Sir Alan Duncan, his deputy minister when Johnson was foreign minister, resigned on Monday, saying Johnson was ”the last person on Earth who would make any progress in negotiating with the EU at the moment.”
That’s from someone who worked next to Johnson and realized he's an empty suit.
When it comes to Brexit, Johnson has no real conviction. He infamously had two columns ready -- one for and one against -- as the 2016 Brexit vote came close. He decided opposing Britain’s membership in the EU would be the better career move.
Scottish nationalists and Irish nationalists know that both their countries voted handsomely to stay in Europe. The only way they can possibly stay in Europe is if they separate from England.
Scottish leader Nicola Sturgeon has already made clear that she will seek a new referendum on leaving the U.K. if Johnson does a no-deal Brexit when the deadline comes on October 31.
Scotland voted to stay in the U.K. in a referendum in 2014 after emotional pleas to remain by the English. The ink on that deal was hardly dry before the English demanded they go their own way on Brexit and ignore Scottish sensibilities. A six-point swing from 2014 would do it.
In Ireland, sometime in the next decade, a referendum on Irish unity is likely to take place.

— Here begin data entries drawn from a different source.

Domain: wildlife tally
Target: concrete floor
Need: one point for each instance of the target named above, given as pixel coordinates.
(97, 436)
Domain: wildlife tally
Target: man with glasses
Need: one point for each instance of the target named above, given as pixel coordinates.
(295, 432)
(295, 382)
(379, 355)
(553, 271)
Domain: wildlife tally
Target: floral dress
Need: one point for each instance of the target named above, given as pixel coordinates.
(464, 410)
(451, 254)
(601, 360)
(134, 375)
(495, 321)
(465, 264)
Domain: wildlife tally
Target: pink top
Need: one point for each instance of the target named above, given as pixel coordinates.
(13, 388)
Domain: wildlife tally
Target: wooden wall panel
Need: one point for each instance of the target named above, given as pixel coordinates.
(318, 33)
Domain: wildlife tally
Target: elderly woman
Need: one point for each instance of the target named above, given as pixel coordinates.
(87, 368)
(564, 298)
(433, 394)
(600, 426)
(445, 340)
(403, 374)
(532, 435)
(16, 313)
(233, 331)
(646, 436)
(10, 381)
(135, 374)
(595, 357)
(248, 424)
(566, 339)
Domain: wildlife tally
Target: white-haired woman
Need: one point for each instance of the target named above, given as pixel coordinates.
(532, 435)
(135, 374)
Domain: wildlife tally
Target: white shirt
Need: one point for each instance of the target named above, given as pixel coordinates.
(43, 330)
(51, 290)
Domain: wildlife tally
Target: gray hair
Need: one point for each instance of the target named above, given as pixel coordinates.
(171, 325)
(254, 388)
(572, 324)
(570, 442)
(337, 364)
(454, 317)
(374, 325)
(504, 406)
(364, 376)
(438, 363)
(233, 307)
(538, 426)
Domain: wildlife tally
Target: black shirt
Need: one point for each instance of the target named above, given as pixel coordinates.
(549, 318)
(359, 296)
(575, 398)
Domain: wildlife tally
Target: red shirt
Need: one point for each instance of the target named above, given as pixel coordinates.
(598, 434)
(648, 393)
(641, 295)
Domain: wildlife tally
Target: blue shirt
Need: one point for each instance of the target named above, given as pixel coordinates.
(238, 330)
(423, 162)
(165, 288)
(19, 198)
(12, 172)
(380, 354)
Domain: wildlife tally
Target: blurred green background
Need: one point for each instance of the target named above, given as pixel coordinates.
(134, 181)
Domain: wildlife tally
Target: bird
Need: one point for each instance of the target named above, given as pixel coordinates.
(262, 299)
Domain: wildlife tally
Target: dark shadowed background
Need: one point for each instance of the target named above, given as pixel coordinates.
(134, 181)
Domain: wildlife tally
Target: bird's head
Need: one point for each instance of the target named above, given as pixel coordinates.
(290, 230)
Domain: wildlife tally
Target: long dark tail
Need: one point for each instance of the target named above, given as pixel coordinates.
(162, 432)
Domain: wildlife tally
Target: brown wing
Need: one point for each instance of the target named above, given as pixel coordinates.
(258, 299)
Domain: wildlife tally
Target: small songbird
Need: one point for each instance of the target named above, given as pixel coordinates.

If Johnson does the dirty on the Irish, expect a very strong united Ireland vote.
Demographics are destiny in the North, and there will be a growing nationalist majority and increasing numbers of moderate unionists perhaps ready to consider uniting.
Johnson inherits the prime minister’s job from Theresa May, the worst British prime minister of the modern era (Johnson may soon claim that title, though.)
By pressing the start button on leaving Europe, something that she demonstrably should not have done until a deal was sorted out, she doomed her term in office.
Now there is an impossible deadline of October 31 that Johnson has vowed to keep which will never be met.
Already over 40 Tory MPs have vowed to not support a no-deal on Brexit -- enough to bring the Johnson government down.
Johnson may or may not understand the stakes, but as an Eton and Oxford boy, he has that insufferable arrogance of the British ruling class. But can he deal with what is coming down the track which could well destroy the United Kingdom?
As for Johnson, as like Trump, everything is about him.
He is about to get a rude awakening. He is walking into the greatest crisis since the prologue to the Second World War in Britain. Back then the British produced a great war prime minister in Winston Churchill.
Johnson apparently fancies himself as a modern-day Churchill. He’s more like a yapping dog, capable of lots of noise but with no idea what he’s barking about.